The text follows the traditional "matbeah shel tefilah" (order of prayer).
All major prayers are transliterated to allow non-Hebrew readers to follow and participate. Sometimes the transliteration is opposite, sometimes it follows the Hebrew, sometimes it’s on the next page. Just look for it.
The translation is in contemporary English usage and gender neutral.
There are alternative versions of many prayers reflecting divergent interpretations.
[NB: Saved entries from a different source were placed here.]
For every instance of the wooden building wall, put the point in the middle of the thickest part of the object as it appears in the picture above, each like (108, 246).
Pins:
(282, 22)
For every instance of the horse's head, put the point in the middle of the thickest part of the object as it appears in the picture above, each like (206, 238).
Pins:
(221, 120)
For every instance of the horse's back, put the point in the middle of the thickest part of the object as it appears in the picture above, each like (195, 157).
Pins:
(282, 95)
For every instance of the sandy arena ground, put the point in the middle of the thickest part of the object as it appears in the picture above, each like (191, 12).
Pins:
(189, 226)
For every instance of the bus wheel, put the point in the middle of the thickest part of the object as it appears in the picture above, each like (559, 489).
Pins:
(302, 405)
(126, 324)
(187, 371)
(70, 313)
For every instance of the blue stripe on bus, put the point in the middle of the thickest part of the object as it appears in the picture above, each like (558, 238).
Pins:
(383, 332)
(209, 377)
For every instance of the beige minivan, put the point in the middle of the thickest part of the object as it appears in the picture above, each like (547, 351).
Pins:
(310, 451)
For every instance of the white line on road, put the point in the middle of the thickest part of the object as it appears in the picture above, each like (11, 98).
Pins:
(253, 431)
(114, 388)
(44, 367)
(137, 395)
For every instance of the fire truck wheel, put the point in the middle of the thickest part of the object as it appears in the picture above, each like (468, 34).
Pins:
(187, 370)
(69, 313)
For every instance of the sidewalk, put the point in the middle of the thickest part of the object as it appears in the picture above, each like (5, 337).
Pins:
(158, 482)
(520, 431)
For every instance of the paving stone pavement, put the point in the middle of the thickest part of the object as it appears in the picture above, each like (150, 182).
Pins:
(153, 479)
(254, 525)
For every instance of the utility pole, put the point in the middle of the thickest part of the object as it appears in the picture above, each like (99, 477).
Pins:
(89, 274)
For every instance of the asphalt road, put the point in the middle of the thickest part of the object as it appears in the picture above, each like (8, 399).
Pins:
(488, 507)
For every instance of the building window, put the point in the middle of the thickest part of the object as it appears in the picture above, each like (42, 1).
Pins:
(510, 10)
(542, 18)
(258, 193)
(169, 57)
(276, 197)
They allow each worshipper to choose a personally meaningful approach.
There is commentary explaining the historical and textual context of many prayers, allowing the congregation to continually expand its knowledge of the development and structure of the liturgy.
The Hebrew text and the accompanying translations offer variations of the traditional formulaic expressions that refer to God in the masculine and royal form, allowing each individual to choose the formula which best expresses his or her beliefs about God. (See page 247.)
There are "Kavanot” (deeper meanings) following many prayers that give spiritual insights.
There are songs, poems and readings interspersed with and following the traditional text, in English, Hebrew and transliteration, appropriate for specific occasions, general inspiration and individual meditation.
A complete table of contents can direct the user to any specific section of the service, song or reading.
For the first time in Jewish history, the committee overseeing the development of this siddur consisted of roughly equal numbers of rabbis and laypeople and men and women. Contributions of many well known rabbis, writers and poets from many streams and movements in Judaism are included. Modern Israeli, Yiddish and English sources are represented.